屋外的雨滴砸在房前檐后,劈里啪啦的响个不停,吵闹得好似正月里的鞭炮。呼啸的旋风裹挟着雨点,在平原上驰骋着,狂野且不羁。两三声惊雷,偶尔自天穹轰下,昭示着天威难抗。
可这万般的风雨,透到鸡毛店的通铺中的时侯,仿佛又没那么恐怖了。
这大通铺虽说空气浑浊,臭气熏天,但也是处温暖地儿,这里人多,互相的鼾声合鸣下,竟然神奇的把屋外的可怖雷霆的威势给消弭了下去。
而最后进来的易韶年二人,此时也是混入了午夜的沉寂。
不太适应鸡毛店中氛围的易韶年正在闭目养神。宋老头则是在看着屋内缓缓飘荡的鸡毛时,不知不觉的沉入了梦乡。
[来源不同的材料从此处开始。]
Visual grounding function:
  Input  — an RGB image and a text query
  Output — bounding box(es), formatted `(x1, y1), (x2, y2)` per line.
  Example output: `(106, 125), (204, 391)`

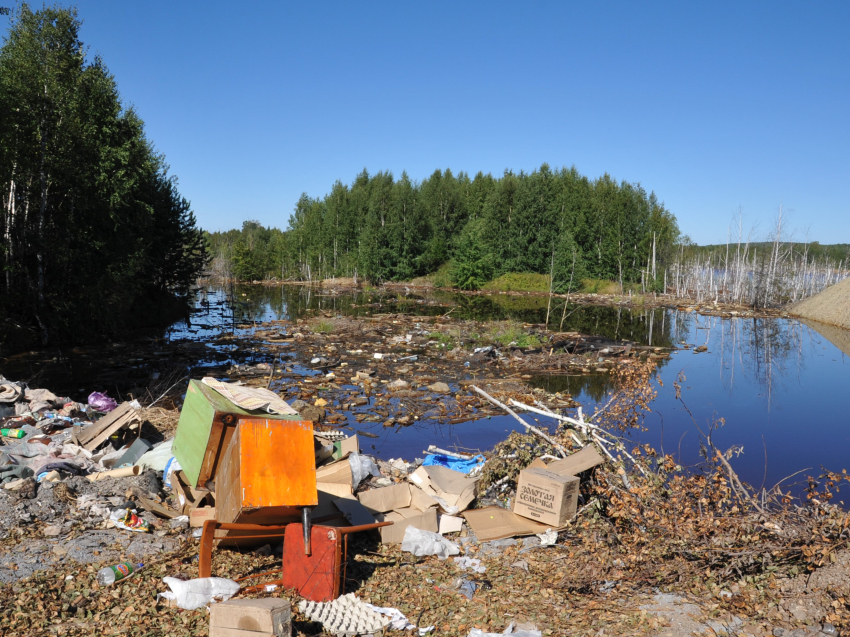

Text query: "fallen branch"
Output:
(472, 385), (569, 458)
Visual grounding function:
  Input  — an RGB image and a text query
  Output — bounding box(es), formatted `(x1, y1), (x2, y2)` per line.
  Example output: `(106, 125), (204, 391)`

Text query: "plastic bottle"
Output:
(97, 562), (144, 586)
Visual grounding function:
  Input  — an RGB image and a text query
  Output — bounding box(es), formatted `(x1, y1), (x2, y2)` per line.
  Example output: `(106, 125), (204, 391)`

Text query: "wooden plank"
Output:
(136, 496), (180, 519)
(74, 403), (133, 445)
(83, 403), (139, 451)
若有若无的淡紫雾气,在鸡毛店的角落里,缓缓升起。通铺里的汉子,吸入那带着紫意雾气后,睡梦又沉了几分。
寂寂人定,正是妖邪现踪时。
“轰!!!”
又是一道雷霆炸在了不远处的山腰上,雨点下落的声音愈发密集了起来。
一道有牛犊子大小,却看不真切的黑影,在雨夜中,踏着路面上愈发高涨的积水,踩着‘啪嗒啪嗒’的脚步,缓缓行至这鸡毛店的大门口。
黑影嚎了声,那声音像是牛叫一般沉闷而悠长。
顺着这道吼叫声,黑影蠕动向前,它伸出一只仅有三指,枯竹一般修长的手,就欲按上鸡毛店的门板上闯入屋内。
“啪!”
就在那麻秆一般的手爪堪堪触碰到合拢的门板的时候,门框两边,一道金光乍现,直接飞出一道打击,‘啪’一下抽在了黑影前进的脑袋上,将它的动作打断。
这时,只见金光中走出一人,头戴虎盔,身披金甲,手持钢鞭,在半空中摆了个架势,挡在了黑影身前。
那人身上金光闪烁,而金光之后,则是绘在门板之上的一副持鞭猛将图,图中所绘,正是门神——尉迟恭。
能在这个世界的荒郊野外久存的店家,多多少少都会有点手段。
那黑影晃了晃身子,模糊的身影像花屏了一般,抖动了几下。
但它仍然不信邪的往前挪了几下,妄图突破金甲门神的阻拦。
“啪!”
那门神可不会惯着这上前的黑影,手持钢鞭,劈头盖脸的对着它打了好几下。
“嗷唠!”
那黑影吃痛之下叫了一嗓子,模糊而朦胧的身影缓缓清晰了起来,身上的伪装直接被门神打破。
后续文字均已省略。